In a somewhat different line of research, patients who normally extinguished the left-field stimulus when two discrete patterns were presented did not do so when a single large pattern crossing the midline between the left and right fields was used. They were consistently able to identify meaningful drawings like a key or safety pin presented on midline, even though relying only on the information in the right half of the drawing would not have provided them with enough information to recognize it.

These findings can be interpreted in terms of a speculative but intriguing theory of why the neglect syndrome seems to arise from damage to the right hemisphere. The left hemisphere normally processes most of the speech and language skills of the brain. Furthermore, work with split-brain patients has shown that their left hemisphere often confabulates incorrect verbal responses based on that part of the visual information available to it. Perhaps after damage to the right hemisphere, the dominant left hemisphere of the neglect patient acts in an egotistical fashion and assumes that what it sees encompasses everything there is. In other words, the left hemisphere, because it appears to be more self-sufficient than the right on account of its verbal capabilities, is more likely to act as if nothing is wrong in the presence of right-hemisphere damage than would the right hemisphere in the presence of left-hemisphere damage.

In the extinction patients just discussed, the left hemisphere seems very willing to report only information in its visual field as long as it can interpret that information in some comprehensible manner. If it cannot make sense out of what is presented to it, or if there is nothing at all in its field, only then does the left hemisphere make use of some of the information projected to the damaged right half of the brain.

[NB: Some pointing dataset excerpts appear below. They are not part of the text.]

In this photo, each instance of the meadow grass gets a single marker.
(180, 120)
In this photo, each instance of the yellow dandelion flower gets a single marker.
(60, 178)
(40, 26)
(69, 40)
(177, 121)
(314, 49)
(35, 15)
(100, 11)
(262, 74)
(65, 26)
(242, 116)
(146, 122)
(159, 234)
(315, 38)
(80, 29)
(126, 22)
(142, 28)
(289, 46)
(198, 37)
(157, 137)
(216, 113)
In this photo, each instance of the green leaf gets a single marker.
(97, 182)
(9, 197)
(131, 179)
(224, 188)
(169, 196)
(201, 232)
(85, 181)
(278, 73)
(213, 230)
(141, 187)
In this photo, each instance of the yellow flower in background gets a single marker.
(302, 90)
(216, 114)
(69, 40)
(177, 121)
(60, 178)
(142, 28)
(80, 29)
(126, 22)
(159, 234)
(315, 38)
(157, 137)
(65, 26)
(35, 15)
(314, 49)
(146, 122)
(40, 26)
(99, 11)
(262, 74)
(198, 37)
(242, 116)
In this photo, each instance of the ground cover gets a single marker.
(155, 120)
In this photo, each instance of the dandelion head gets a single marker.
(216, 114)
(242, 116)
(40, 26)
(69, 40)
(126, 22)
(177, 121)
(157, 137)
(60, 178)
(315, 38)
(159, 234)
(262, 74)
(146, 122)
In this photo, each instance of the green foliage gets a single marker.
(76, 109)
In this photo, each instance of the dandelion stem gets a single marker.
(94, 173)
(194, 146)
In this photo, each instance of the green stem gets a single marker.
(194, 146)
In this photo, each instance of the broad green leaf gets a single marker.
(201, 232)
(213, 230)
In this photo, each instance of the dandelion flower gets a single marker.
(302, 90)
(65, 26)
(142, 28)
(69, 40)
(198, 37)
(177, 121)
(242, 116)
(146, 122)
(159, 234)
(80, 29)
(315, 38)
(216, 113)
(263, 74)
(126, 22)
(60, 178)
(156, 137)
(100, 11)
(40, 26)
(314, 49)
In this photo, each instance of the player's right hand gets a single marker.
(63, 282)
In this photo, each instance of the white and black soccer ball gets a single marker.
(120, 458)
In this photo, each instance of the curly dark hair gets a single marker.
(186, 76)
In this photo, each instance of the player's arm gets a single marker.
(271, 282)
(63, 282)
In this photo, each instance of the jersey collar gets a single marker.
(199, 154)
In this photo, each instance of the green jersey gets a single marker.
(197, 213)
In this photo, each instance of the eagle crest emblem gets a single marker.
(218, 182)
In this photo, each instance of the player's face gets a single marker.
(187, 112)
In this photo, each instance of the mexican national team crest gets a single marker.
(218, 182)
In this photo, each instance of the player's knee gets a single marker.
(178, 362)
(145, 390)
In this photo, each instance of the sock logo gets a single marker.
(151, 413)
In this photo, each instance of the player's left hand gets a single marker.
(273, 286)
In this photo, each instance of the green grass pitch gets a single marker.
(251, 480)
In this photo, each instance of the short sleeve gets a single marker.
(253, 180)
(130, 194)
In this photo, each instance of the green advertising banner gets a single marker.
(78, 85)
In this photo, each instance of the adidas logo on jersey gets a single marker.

Other explanations as well have been proposed for the asymetrical nature of the neglect syndrome. One possibility is that mechanisms controlling selective attention or even arousal are lateralized to the right hemisphere. Another possibility is that the right hemisphere is more spatially adept in general and thus, in its absence, the left does a poor job of comprehending space.

These last two theories share the idea that neglect involves damage to centres responsible for poor orientation to the world, centres located in or at least controlled by the right cerebral hemisphere . This is in contrast to the notion of the egocentricity of the left hemisphere, an idea postulating that neglect is a result of the left hemisphereÍs inappropriate rationalisations in the face of impaired or inefficient input from the right.

We have stressed the visual problems and anomalies usually accompanying the neglect syndrome. Yet many investigators believe that thinking about neglect in purely perceptual terms does not capture all its manifestations. A subtle aspect of the syndrome may be independant of any sensory processing problems. An anecdote about a neglect patient serves to illustrate the point.

An Italian neglect patient was asked to imagine entering a wellknown plaza in Rome from the north end and to describe what he saw. The patient had been familiar with the plaza prior to his stroke. He proceeded to describe all the buildings to the west - that is, to the right - of where he would have entered, but he failed to mention any of the buildings to the east. He was then asked to imagine entering the plaza from the south and to describe what he saw. The patient proceeded to describe all the buildings in the eastern half of the plaza.

This story suggests that neglect can be independant of visual processing since it even affects the recall of images from memory. If neglect truly is a visual deficit, it must be a high-level one involving complex aspects of perception. The fact that some neglect patients even deny their illness further attests to this point. An understanding of this unusual, lateralised deficit may add in important ways to our knowledge of how the left brain and the right brain contribute to awareness and perception.